The proprietary nature of the post-upgrade prescan changes makes it impossible to tease out the exact origin of the drift in the transmit reference voltage. To disentangle these effects, qMRI would benefit from transparent vendor-neutral prescan calibrations.

Conclusion

Vendor-native software upgrades may lead to significant bias in qMRI experiments. To preserve the fidelity of these measurements, future work should develop vendor-neutral prescan protocols under version control.

Acknowledgements

Canadian Foundation For Innovation, Grant/Award Number: Leader's Fund; Canadian Network for Research and Innovation in Machining Technology, Natural Sciences and Engineering Research Council of Canada, Grant/Award Numbers: 2016-06774; RGPIN-2019-07244; RGPIN-2022-05308; Canadian Open Neuroscience Platform, Grant/Award Number: Research scholarship; Fonds de Recherche du Québec - Nature et Technologies, Grant/Award Number: 2015-PR-182754; Fonds de Recherche du Québec - Santé, Grant/Award Numbers: 28826; FRSQ-35250; FRSQ-36759; Réseau en Bio-Imagerie du Quebec, Grant/Award Numbers: 5886; 8436-0501; TransMedTech Institute, Grant/Award Number: Excellence scholarship

References

1. Potvin, O. et al. Measurement Variability Following MRI System Upgrade. Front. Neurol. 10, 726 (2019).

2. Gunter, J. L., Shiung, M. M., Manduca, A. & Jack, C. R., Jr. Methodological considerations for measuring rates of brain atrophy. J. Magn. Reson. Imaging 18, 16–24 (2003).

3. Takao, H., Hayashi, N. & Ohtomo, K. Effect of scanner in asymmetry studies using diffusion tensor imaging. Neuroimage 54, 1053–1062 (2011).

4. Keenan, K. E. et al. Multi-site, multi-platform comparison of MRI T1 measurement using the system phantom. PLoS One 16, e0252966 (2021).

5. Lee, Y., Callaghan, M. F., Acosta-Cabronero, J., Lutti, A. & Nagy, Z. Establishing intra- and inter-vendor reproducibility of T1 relaxation time measurements with 3T MRI. Magn. Reson. Med. 81, 454–465 (2019).

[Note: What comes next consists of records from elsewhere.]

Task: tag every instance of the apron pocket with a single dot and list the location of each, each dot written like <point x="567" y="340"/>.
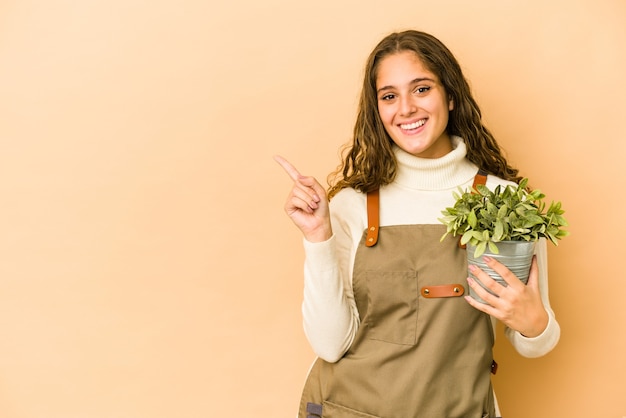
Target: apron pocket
<point x="333" y="410"/>
<point x="392" y="306"/>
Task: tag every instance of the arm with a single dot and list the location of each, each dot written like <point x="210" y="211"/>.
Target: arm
<point x="544" y="342"/>
<point x="329" y="310"/>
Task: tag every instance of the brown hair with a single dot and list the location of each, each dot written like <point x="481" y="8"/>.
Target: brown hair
<point x="369" y="161"/>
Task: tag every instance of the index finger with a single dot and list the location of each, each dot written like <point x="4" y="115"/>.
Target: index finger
<point x="286" y="165"/>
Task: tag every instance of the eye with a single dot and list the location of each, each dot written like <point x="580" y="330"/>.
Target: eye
<point x="388" y="96"/>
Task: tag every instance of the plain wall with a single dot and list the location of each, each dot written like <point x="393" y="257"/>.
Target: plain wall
<point x="146" y="266"/>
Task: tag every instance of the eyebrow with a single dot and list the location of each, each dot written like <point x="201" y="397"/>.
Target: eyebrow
<point x="417" y="80"/>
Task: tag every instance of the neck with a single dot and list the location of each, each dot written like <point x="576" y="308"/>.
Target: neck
<point x="446" y="172"/>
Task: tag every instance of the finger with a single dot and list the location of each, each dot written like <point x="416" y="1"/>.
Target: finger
<point x="487" y="282"/>
<point x="533" y="275"/>
<point x="308" y="196"/>
<point x="503" y="271"/>
<point x="484" y="307"/>
<point x="488" y="289"/>
<point x="288" y="167"/>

6. Karakuzu, A., Biswas, L., Cohen-Adad, J. & Stikov, N. Vendor-neutral sequences and fully transparent workflows improve inter-vendor reproducibility of quantitative MRI. Magn. Reson. Med. 88, 1212–1228 (2022).

7. Karakuzu, A. et al. qMRI-BIDS: An extension to the brain imaging data structure for quantitative magnetic resonance imaging data. Sci Data 9, 517 (2022).

Figures

Figure-1 Vendor-native and VENUS protocols for original vs post-upgrade data collection.

Figure-2 Phantom results. (a) T1 values calculated at each reference sphere (R1-R10, from 0.09 to 1.99s) for vendor-native (orange circles) vs VENUS (blue squares) measurements before and after the upgrade (indicated by X within the markers) at the same transit reference voltage, and vendor-native T1 measurements calculated at the post-upgrade reference voltage (triangle-down, black). (b) Percentage measurement errors associated with the T1 measurements shown in the panel (a).

Figure-3 Original (white outlines) versus post-upgrade (green outlines) in-vivo measurements performed using vendor-native (blue) and VENUS (orange) qMRI workflows. Comparisons are presented in one axial slice (top row), and using overlaid ridgeline kernel density plots in white (middle row) and gray matter (bottom row) for (a-c) T1, (d-f) MTR, and (g-i) MTsat maps. Distribution means are shown by vertical dashed lines.

Figure-4 Summary of post-upgrade changes to the vendor-native qMRI workflow from the perspective of MRI technologists. The upgrade introduces a new data export convention (top), scan control user interface (middle) and provides brief information about the changes made to the original protocol (bottom left). Other changes that may affect qMRI parameters had to be inferred independently, such as the prescan options (bottom, right). On the other hand, neither of these aspects has changed for VENUS.